方虹当然没意见,只是见穆云舒神色不对,似乎有话没说。等她找机会把穆云舒拉进房间,避开女孩后,才终于知道了是怎么回事。
这孩子就是穆云舒时常跟她说的,那个特别乖的年级第一——按照她的成绩其实应该去市重点读的,但穆云舒所在的私立高中用学费住宿费全面和奖学金的条件把她留在了鹤栖。
起初穆云舒觉得可惜,市重点的教育资源怎么都比鹤栖的私立高中好,后来了解情况才知她家裏人原本不想让她读书的,但私立高中给奖学金和生活费,这才同意陈婷继续上学。
无非是老生常谈的故事——一个乖巧争气的女孩,一个重男轻女的家庭。但穆云舒万万没想到,这家人竟会出尔反尔,因为有人家给出了比三年奖学金更高的彩礼,便逼迫陈婷自己退学,回家定亲。
穆云舒当晚带着无家可归的陈婷回家,随后把这个情况上报给学校,第二天带着方虹、教导主任以及教育局和村委会的人到陈婷家裏去谈判,定亲这个事才作罢。
多好的孩子啊……方虹心下一酸,心道怎么就摊上了这种父母。
白车缓缓拐上宽敞的大道,后视镜裏,村庄的影子在不断缩小。车内的空气因无人交谈而格外安静,方虹被这安静裹得有些不自在,她想了想,试探着问:“我放首歌听啊?”
宋老师:“可以啊。”
方虹没听见后座的交谈,正要伸手点歌,一个怯生生的声音响起:“穆老师睡着了。”
后视镜裏,女人歪头靠在车后座,闭着眼,几缕散发的遮掩下眉头轻蹙。方虹轻点头,把车窗关上。

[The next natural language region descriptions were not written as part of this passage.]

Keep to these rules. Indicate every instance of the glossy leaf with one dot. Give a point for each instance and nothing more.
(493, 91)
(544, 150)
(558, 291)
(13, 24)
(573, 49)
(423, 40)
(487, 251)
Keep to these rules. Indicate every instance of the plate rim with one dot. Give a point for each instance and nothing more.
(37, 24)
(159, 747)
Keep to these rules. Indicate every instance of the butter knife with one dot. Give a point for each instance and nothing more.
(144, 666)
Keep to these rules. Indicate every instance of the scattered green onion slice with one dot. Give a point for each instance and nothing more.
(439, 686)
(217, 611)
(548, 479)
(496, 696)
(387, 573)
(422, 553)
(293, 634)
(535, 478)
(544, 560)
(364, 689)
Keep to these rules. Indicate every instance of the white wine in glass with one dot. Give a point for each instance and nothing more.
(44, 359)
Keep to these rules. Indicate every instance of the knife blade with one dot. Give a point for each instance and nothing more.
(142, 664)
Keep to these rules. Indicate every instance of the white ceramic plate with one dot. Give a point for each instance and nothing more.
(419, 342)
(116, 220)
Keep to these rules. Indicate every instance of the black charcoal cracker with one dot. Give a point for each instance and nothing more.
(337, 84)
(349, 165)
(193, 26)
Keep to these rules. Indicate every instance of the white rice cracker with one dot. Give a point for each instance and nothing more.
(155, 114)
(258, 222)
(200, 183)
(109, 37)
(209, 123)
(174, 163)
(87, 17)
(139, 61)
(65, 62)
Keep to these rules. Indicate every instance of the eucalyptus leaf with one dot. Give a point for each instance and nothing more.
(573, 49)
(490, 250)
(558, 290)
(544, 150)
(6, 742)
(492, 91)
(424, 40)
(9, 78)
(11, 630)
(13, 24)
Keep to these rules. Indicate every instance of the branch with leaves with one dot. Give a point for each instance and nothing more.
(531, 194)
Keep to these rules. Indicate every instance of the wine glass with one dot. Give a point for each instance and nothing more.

今天是周日,学生要上晚自习,方虹直接把车开去了穆云舒学校。
到了地方穆云舒也还没醒,靠在后座沉沉呼吸,一点没有醒的意思。
“她太累了。”方虹解释。
宋兰小心关上车门,“那我先带陈婷回宿舍,你带穆老师回家好好休息一下,反正今天的晚自习也不是她的,不来学校也没事。”
“行。”
车子掉过头,缓缓彙入校外的车流。
陈婷攥着书包带子,目光低垂,不知在想什么。
到家穆云舒还没醒。
方虹不得已拉开车门晃她肩膀,“云舒?穆云舒?醒醒,到家了,上楼去睡?”
女人睁开眼,目光先是涣散而怔愣,片刻后才缓缓聚焦在方虹身上。她慢慢回过神,垂眸应了一声:“嗯。”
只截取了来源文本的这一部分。